Olaylar Phil, Rita ve How I Met Your Mother izleyenlerin Lily'nin babası olarka hatırlayacağı Larry (Chris Elliott) geleneksel Dağ sıçanı Günü (bkz. Groundhog Day) ile ilgili program yapmak için Punxsutawney kasabasına giderler.  Gitmesine gider, üstüne programı da hazırlarken, derken...Phil yeni güne uyandığını düşünürken maalesef yine nefret ettiği Dağ sıçanı Günü'ne uyanır.  Ne denerse desin sürekli aynı güne uyanmaya devam eder.  Böyle yazınca belki sıkıcı gelebilir ama aynı güne tıkılı kalınca baya farklı şeyler deniyor...


Fazla Bilgi Göz Çıkarmaz

Filmimiz 1993 yılında çekildiğinden biraz nostalji yaşatacaktır ancak hala IMDB en iyi 250 film listesinde 174. olduğunu unutmamalıyız.  Ayrıca Vikipedi sağ olsun, Groundhog Day 2006 yılında kültürel önemi taşıyan filmler arasına seçilmiş ve ABD Ulusal Film Arşivi'nde muhafaza edilmeye başlamış.  Böyle bir arşiv olduğunu da böylece öğrenmiş olduk.
Ben zaten araştırdım size zahmet olmasın:IMDBOnline izlemek için

3 Şubat 2014 Pazartesi

You Who Came From The Stars


Man  from the stars, my love from stars, you from another star şeklinde isimlerinin daha da türetilebileceği diziden bugün bahsetmek istiyorum :)

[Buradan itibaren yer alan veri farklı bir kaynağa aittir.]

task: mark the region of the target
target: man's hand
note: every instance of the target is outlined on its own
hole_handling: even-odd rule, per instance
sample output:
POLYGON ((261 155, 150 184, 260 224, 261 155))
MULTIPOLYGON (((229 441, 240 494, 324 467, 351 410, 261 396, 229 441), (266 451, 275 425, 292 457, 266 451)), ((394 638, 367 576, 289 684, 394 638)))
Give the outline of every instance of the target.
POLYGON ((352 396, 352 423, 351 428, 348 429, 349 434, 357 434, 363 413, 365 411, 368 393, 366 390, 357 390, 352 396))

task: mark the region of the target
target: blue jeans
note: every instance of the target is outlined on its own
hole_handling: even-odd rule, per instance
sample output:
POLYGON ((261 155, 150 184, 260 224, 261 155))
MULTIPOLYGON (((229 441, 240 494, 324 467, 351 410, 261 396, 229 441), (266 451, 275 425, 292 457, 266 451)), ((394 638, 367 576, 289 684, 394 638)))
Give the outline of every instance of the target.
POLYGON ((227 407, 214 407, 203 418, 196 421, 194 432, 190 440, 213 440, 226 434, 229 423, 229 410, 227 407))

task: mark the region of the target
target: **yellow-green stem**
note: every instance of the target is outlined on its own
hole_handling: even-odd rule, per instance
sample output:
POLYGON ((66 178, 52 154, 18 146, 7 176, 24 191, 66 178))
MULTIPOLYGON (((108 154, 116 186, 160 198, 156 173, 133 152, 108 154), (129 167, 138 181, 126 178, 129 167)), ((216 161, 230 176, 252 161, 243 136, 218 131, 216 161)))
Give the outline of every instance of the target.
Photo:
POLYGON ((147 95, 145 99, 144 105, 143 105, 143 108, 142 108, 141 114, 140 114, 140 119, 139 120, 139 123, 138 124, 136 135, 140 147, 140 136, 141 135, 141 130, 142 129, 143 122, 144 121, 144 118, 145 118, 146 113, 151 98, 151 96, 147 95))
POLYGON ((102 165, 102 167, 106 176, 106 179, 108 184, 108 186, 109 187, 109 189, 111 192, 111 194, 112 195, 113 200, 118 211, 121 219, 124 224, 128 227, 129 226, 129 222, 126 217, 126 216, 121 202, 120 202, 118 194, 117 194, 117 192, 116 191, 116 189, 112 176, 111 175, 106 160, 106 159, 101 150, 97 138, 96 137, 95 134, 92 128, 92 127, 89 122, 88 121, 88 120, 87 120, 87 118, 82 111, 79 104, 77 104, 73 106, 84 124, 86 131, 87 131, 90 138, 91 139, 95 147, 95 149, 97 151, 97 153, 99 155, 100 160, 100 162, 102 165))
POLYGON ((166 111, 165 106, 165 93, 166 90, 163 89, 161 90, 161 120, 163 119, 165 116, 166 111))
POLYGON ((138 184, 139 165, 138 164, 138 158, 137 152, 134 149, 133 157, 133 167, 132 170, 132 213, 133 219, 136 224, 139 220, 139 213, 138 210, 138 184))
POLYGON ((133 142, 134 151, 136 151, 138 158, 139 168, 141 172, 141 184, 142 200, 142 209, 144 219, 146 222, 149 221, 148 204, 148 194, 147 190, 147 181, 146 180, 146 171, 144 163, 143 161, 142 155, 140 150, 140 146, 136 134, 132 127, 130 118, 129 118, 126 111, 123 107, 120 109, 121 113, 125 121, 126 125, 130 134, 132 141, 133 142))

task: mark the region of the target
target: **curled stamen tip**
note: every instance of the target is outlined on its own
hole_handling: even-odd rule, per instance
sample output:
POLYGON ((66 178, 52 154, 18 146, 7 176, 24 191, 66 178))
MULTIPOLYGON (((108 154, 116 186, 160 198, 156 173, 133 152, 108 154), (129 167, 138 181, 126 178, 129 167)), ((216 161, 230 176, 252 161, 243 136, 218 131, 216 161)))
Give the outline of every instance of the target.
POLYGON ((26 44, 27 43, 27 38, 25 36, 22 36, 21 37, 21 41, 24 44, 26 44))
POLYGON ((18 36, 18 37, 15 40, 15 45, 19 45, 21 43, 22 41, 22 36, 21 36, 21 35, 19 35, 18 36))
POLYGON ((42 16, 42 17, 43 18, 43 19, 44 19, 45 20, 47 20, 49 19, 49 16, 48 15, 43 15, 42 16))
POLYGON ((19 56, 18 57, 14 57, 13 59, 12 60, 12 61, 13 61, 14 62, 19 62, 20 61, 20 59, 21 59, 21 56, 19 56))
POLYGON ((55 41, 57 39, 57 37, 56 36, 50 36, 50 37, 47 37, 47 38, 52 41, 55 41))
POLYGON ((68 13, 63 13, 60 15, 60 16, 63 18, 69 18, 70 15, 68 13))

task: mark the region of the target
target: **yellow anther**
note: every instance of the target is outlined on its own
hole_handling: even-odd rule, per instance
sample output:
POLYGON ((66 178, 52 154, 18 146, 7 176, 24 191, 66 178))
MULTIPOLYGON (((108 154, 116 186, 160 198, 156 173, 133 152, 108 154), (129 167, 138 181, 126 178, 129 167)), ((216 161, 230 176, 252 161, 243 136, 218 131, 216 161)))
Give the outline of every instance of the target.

Zaten şu araki Asya dramalarını takip ediyorsanız illaki karşınıza You Who Came From The Stars çıkacaktır.
Kore dizilerinde genelde fantastik bir şey olacaksa işin içinde Gumiho olur ama Uzaylı'ların olduğu pek çok dizi de var ve bu da onlardan biri.
Ben genelde takip ettiğim oyunculara göre dizi seçerim ancak her ne kadar iki baş rolü de sevsem de diziye başlamama Yeppudaa fotoğraflı dizi film replikleri vesile oldu.

Şimdi konuya geçeyim, daha sonra oyuncuların geçmişine de değinirim :)

Dizinin esas oğlanı Do Min Joon genç yaşına rağmen üniversitede profesördür.  Tam olarak hangi dersin hocası çözemedima ma insan ilişkileri ve onların psikolojik tepkileri üzerine bölümün konusuna göre incelemeleri oluyor.
Tabi bütün bunlar buz dağının sadece görünen tarafıdır, çünkü Min Joon aslında 400 yıl önce Joseon döneminin Kore'sine dünyamıza çok benzeyen bir gezenden gelmiştir, ancak onu bizde ayıran farklı yetenekleri (zamanı durdurma, mükemmel derece uyma, hızlı koşma, vb.) ve yaşlanmıyor olmasıdır.
Min Joon Dünya'ya geldiği ilk gün Yi Hwa adında genççe bir kızla tanışır ancak kaderlerinde birlikte mutlu olmak yoktur. Dahan sonra Min Joon kendini dış dünyaya kapar ve tek arkadaşı Jang Young Mok dışında herkesle iletimini sınırlı tutar.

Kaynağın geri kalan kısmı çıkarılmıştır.